Wednesday, October 9, 2013

Switchblade Sisters (1975)



           A cartoonish exploitation movie rescued from obscurity by grindhouse godhead Quentin Tarantino—who re-released the picture theatrically and on home video through his short-lived Rolling Thunder Pictures imprint—Switchblade Sisters is a distaff precursor to Walter Hill’s infinitely superior gang-warfare thriller The Warriors (1979). Like the latter film, Switchblade Sisters features action and characterization that wouldn’t be out of place in a comic book, even though the lurid storyline’s tropes of rape and sexual politics are strictly for grown-ups. Directed by ’70s staple Jack Hill, who made most of Pam Grier’s best vehicles, Switchblade Sisters has been exhibited under many titles, including The Jezebels and Maggie’s Stiletto Sisters. As the various monikers imply, the story revolves around an all-girl street gang. Led by tiny but vicious Lace (Robbie Lee), the Dagger Debs get caught in a turf war with a rival male gang at the same time a new member, Maggie (Joanne Nail), discovers misdeeds by Lace and slowly usurps Lace’s role as leader. By the end of the story, the Dagger Debs have become the Jezebels, a hardcore outfit with a fierce reputation and a violent track record.

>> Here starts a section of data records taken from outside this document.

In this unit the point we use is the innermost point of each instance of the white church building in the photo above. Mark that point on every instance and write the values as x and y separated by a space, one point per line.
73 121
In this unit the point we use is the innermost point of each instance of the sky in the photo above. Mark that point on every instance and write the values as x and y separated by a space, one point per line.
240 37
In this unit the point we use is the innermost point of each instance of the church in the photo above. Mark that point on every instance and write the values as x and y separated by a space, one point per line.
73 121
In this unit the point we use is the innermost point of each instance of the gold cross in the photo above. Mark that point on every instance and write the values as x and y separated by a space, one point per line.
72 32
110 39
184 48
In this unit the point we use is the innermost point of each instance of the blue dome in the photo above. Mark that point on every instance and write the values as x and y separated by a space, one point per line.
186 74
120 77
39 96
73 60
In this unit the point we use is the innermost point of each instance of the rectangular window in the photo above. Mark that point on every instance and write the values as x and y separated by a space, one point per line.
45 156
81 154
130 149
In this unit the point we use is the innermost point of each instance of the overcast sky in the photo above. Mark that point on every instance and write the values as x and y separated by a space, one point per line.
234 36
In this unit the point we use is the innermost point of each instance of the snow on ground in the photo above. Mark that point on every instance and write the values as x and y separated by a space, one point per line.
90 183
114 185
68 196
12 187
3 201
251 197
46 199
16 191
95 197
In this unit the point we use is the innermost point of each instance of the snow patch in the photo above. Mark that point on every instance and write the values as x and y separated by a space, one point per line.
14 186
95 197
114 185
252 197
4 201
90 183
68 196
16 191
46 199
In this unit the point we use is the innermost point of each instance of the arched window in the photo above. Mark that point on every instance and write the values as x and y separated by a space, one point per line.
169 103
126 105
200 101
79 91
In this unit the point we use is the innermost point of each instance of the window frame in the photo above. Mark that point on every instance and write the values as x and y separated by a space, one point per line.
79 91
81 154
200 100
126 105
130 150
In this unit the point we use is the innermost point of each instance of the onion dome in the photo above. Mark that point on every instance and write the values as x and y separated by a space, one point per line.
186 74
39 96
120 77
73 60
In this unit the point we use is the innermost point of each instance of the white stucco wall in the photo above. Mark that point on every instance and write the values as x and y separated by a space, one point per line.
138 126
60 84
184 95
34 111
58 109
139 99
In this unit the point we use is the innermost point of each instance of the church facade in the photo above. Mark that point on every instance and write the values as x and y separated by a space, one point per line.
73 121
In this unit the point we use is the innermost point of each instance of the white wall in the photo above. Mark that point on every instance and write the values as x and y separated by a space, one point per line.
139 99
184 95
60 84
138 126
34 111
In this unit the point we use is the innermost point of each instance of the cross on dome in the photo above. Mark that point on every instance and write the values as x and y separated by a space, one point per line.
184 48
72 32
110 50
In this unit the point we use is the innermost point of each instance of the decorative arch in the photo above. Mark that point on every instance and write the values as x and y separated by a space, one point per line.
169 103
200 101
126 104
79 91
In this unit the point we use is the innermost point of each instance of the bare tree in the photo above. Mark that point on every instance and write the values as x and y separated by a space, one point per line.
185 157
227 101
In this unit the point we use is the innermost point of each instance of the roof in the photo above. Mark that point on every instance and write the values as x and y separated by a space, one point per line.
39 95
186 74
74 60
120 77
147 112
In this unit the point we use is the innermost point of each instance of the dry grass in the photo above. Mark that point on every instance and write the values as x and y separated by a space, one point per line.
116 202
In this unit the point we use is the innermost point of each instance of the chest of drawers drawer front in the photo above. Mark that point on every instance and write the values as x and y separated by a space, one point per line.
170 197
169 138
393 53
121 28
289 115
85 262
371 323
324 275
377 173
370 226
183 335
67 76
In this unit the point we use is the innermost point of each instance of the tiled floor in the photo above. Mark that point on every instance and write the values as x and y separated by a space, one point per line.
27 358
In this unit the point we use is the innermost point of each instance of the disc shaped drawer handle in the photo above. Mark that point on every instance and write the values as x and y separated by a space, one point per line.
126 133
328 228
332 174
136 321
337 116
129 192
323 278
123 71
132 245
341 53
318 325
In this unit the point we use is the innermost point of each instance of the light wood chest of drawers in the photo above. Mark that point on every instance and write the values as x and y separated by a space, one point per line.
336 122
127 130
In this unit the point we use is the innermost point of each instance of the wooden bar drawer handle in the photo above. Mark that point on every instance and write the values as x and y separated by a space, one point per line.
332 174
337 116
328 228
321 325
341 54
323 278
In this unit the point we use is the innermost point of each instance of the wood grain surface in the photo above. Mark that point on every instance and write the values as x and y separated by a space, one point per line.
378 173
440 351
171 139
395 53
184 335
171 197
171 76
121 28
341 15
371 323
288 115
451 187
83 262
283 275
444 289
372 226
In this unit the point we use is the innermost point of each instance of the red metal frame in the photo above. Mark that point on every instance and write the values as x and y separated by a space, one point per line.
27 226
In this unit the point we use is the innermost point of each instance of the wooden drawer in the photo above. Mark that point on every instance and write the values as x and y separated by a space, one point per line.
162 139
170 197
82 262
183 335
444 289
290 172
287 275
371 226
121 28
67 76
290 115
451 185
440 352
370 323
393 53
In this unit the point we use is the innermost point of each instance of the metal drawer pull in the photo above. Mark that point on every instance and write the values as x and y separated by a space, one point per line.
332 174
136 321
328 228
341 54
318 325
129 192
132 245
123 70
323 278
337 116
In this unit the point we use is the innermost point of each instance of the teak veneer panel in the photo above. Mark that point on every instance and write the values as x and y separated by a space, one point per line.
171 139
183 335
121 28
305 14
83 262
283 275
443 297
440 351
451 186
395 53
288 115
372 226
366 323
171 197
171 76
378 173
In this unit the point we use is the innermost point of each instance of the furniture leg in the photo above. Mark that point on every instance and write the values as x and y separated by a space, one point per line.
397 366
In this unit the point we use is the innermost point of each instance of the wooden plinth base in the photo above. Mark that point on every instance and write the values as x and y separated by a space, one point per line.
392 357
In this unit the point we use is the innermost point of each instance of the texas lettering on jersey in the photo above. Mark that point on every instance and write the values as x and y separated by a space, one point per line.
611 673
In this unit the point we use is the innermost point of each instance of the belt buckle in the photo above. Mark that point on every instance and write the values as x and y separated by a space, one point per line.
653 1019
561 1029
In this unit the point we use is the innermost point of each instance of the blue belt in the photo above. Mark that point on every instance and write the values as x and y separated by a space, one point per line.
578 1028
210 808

          The movie is filled with fights, prison scenes, and undercover missions, so nearly every cliché of female-centric action cinema is represented. Bull-dyke prison boss? Check. Climactic catfight? Check. Babes using their wiles to outsmart men? Check. None could accuse the makers of Switchblade Sisters of shortchanging the audience in terms of silly violence, especially since the ending features a full-fledged street war involving armored vehicles, machine guns, and—just for good measure—an all-black gang comprising nothing but militant females. There’s even room in the flick for a Dagger Deb named Patch who has—you guessed it!—an eye patch. The acting in Switchblade Sisters is generally awful, though leading lady Nail has a certain sexy swagger, but the dialogue is so cheesy it’s not as if highly developed dramatic skills were required. Similarly, while the story is highly predictable, Hill delivers the goods so abundantly that the picture never fails to generate something resembling excitement. And because Hill goes much lighter on nudity than usual, it’s easier to except the quasi-feminist posturing of Switchblade Sisters than it is to accept similar rhetoric in Hill’s other drive-in flicks.